Kolejny przypadek osoby zakażonej koronawirusem w regionie. Tym razem badania potwierdziły obecność patogenu u kobiety, która w piątek została przyjęta na oddział ginekologiczny Szpitala Kieleckiego.
Artur Lepiarczyk, dyrektor do spraw medycznych lecznicy mówi, że kiedy u pacjentki pojawiła się gorączka, został wykonany test na obecność koronawirusa.
– W niedzielę został wykonany test, a w środę przyszedł wynik dodatki. Pacjentka znajduje się teraz w jednoimiennym szpitalu w Starachowicach. W związku z tym przypadkiem, przyjęcia na oddział ginekologiczny zostały wstrzymane – wyjaśnia.
To kolejny potwierdzony przypadek COVID-19 w Szpitalu Kieleckim.

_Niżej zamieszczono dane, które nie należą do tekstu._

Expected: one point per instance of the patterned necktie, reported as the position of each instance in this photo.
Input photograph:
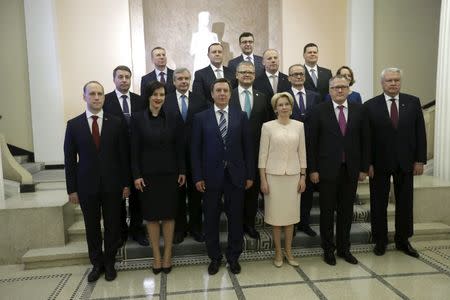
(183, 107)
(125, 109)
(223, 128)
(247, 104)
(95, 132)
(394, 113)
(162, 79)
(314, 77)
(301, 104)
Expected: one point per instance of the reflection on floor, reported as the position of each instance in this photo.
(392, 276)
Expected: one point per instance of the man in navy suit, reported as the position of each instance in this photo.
(254, 104)
(187, 104)
(246, 42)
(122, 103)
(305, 101)
(338, 157)
(203, 78)
(97, 176)
(222, 164)
(317, 78)
(161, 72)
(399, 149)
(272, 80)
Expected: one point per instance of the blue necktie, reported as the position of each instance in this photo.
(183, 107)
(247, 105)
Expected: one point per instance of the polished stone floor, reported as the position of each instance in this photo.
(393, 276)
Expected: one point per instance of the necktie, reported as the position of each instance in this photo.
(162, 79)
(223, 126)
(219, 73)
(125, 108)
(274, 82)
(95, 132)
(247, 104)
(183, 107)
(314, 76)
(301, 104)
(394, 113)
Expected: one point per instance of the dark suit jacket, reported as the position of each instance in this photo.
(401, 147)
(205, 77)
(259, 68)
(210, 156)
(323, 78)
(109, 165)
(326, 142)
(258, 115)
(157, 147)
(170, 88)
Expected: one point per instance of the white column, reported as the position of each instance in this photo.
(442, 121)
(360, 45)
(47, 107)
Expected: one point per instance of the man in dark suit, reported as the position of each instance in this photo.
(222, 164)
(203, 78)
(253, 102)
(122, 103)
(317, 78)
(187, 104)
(304, 102)
(271, 81)
(97, 176)
(399, 149)
(161, 72)
(338, 156)
(246, 42)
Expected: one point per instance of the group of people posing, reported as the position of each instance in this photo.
(244, 130)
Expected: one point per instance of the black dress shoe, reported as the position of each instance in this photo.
(235, 267)
(198, 236)
(141, 239)
(348, 257)
(110, 273)
(307, 229)
(178, 237)
(407, 249)
(213, 267)
(379, 249)
(95, 274)
(329, 258)
(251, 231)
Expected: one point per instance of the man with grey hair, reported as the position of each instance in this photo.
(187, 104)
(398, 149)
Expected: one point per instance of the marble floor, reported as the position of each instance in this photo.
(392, 276)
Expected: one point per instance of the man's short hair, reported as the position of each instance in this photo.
(121, 68)
(214, 44)
(245, 34)
(219, 80)
(309, 45)
(89, 82)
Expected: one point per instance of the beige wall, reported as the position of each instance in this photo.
(15, 99)
(93, 38)
(406, 36)
(325, 26)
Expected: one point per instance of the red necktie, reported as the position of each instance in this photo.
(394, 113)
(95, 132)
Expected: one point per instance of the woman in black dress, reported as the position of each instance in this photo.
(158, 166)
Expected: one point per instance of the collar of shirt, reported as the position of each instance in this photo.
(89, 114)
(270, 74)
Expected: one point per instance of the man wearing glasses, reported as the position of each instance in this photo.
(338, 156)
(305, 101)
(254, 103)
(246, 42)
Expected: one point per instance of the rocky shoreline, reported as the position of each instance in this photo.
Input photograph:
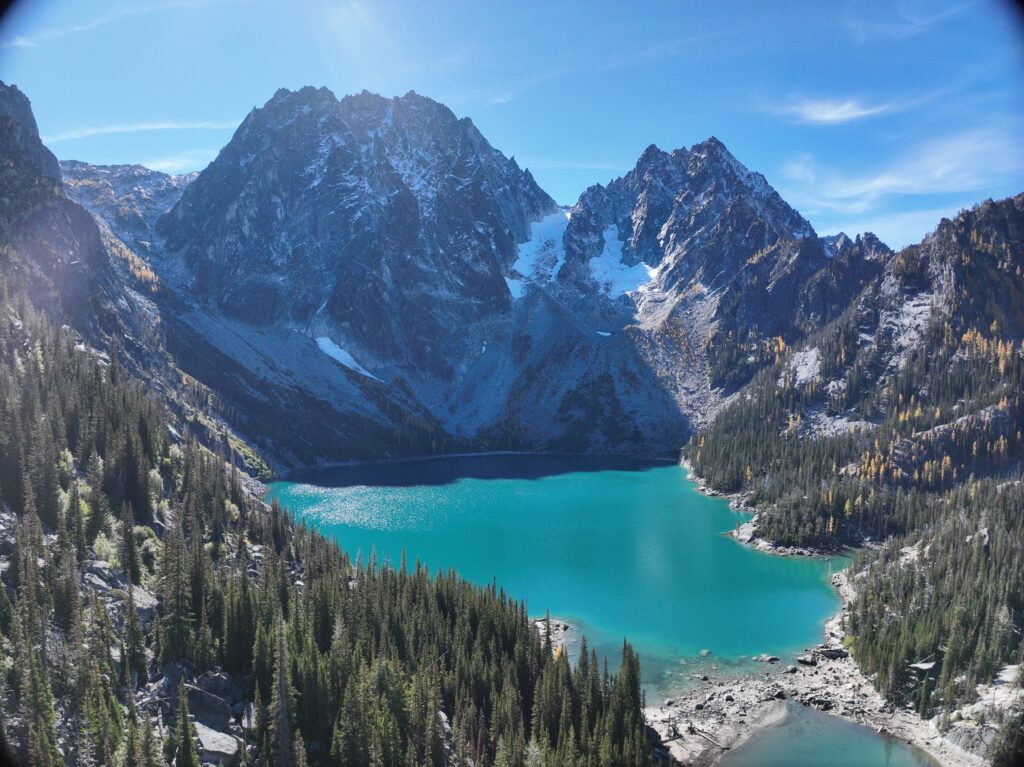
(698, 726)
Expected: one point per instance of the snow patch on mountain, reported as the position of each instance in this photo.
(334, 351)
(806, 366)
(542, 257)
(615, 278)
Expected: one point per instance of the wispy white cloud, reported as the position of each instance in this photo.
(905, 22)
(55, 33)
(102, 130)
(182, 162)
(895, 229)
(545, 163)
(829, 112)
(964, 162)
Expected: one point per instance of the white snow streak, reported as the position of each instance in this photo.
(337, 353)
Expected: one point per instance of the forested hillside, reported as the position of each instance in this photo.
(153, 609)
(877, 429)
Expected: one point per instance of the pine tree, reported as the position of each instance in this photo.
(185, 755)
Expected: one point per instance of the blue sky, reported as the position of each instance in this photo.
(865, 116)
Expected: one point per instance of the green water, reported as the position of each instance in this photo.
(620, 547)
(809, 738)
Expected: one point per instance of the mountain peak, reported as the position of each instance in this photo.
(15, 107)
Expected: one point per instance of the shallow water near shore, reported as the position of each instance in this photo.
(810, 738)
(620, 547)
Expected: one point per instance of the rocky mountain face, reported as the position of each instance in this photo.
(127, 198)
(386, 221)
(374, 269)
(49, 246)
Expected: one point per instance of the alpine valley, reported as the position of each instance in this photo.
(368, 279)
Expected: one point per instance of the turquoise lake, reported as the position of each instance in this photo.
(622, 548)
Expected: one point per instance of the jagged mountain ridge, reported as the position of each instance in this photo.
(321, 207)
(375, 268)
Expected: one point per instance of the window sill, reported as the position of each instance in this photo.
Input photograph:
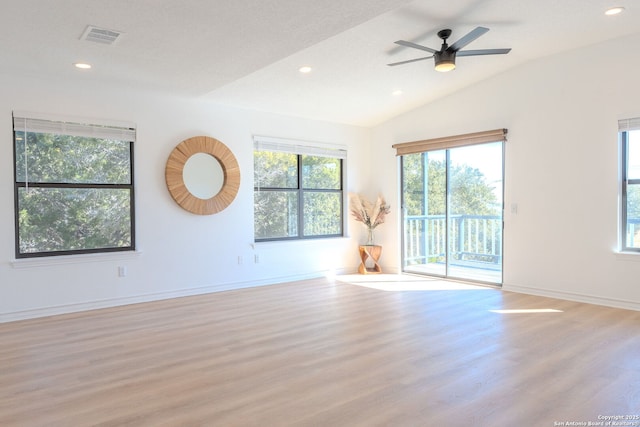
(73, 259)
(322, 240)
(628, 256)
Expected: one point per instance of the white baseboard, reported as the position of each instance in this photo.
(571, 296)
(116, 302)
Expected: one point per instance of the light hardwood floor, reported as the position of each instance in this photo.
(324, 353)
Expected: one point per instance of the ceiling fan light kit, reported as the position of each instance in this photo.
(445, 58)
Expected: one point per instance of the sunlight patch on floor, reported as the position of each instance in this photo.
(404, 282)
(527, 311)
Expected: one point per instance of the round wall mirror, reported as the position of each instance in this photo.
(202, 175)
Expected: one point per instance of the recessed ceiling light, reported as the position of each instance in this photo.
(614, 11)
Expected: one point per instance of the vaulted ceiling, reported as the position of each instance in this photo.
(247, 53)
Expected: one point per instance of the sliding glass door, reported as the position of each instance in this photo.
(452, 208)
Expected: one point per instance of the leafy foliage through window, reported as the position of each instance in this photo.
(297, 195)
(630, 144)
(73, 188)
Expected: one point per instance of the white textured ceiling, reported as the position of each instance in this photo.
(246, 53)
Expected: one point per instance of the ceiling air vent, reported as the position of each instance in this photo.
(100, 35)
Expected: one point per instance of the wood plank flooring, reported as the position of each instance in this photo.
(324, 353)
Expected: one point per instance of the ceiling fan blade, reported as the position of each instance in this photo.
(483, 52)
(471, 36)
(409, 61)
(415, 46)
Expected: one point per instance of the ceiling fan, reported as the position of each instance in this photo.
(445, 58)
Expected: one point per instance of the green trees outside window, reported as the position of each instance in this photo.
(630, 189)
(297, 196)
(73, 194)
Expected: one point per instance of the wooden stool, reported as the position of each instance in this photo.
(372, 252)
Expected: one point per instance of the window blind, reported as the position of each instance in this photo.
(450, 142)
(261, 143)
(61, 127)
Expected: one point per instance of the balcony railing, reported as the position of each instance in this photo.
(474, 240)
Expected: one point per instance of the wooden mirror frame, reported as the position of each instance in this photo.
(175, 181)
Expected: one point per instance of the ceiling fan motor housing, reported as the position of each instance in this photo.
(445, 60)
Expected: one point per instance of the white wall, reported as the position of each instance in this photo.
(561, 170)
(180, 253)
(561, 167)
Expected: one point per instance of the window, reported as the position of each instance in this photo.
(73, 187)
(298, 190)
(630, 168)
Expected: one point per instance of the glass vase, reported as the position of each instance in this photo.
(370, 237)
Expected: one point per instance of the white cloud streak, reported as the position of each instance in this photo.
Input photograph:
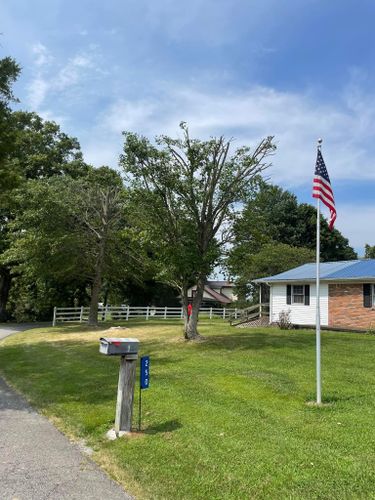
(295, 120)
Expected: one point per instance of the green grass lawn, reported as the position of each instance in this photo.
(226, 418)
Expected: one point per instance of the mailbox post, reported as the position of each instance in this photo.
(127, 348)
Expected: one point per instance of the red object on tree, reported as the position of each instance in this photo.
(190, 310)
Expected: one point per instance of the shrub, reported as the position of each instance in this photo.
(284, 322)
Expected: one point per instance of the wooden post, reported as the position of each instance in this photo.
(54, 317)
(125, 393)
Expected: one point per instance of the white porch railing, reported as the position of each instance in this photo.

Informowaliśmy już o trzech osobach z personelu, u których wynik wyszedł dodatni. W związku z tym nie działa oddział chirurgii, a oddział ratunkowy przyjmuje tylko pacjentów internistycznych.
Artur Lepiarczyk mówi, że powoli będzie przywracane normalne funkcjonowanie placówki.
– Będziemy się starać w miarę szybko uruchomić chirurgię, a ginekologię może uda się już w piątek. Pobraliśmy wymazy od osób, które mogły mieć styczność z pacjentką i myślę, że w ciągu 48 godzin będą wyniki. Jeśli wszystkie będą negatywne, będziemy mogli już normalnie pracować – wyjaśnia.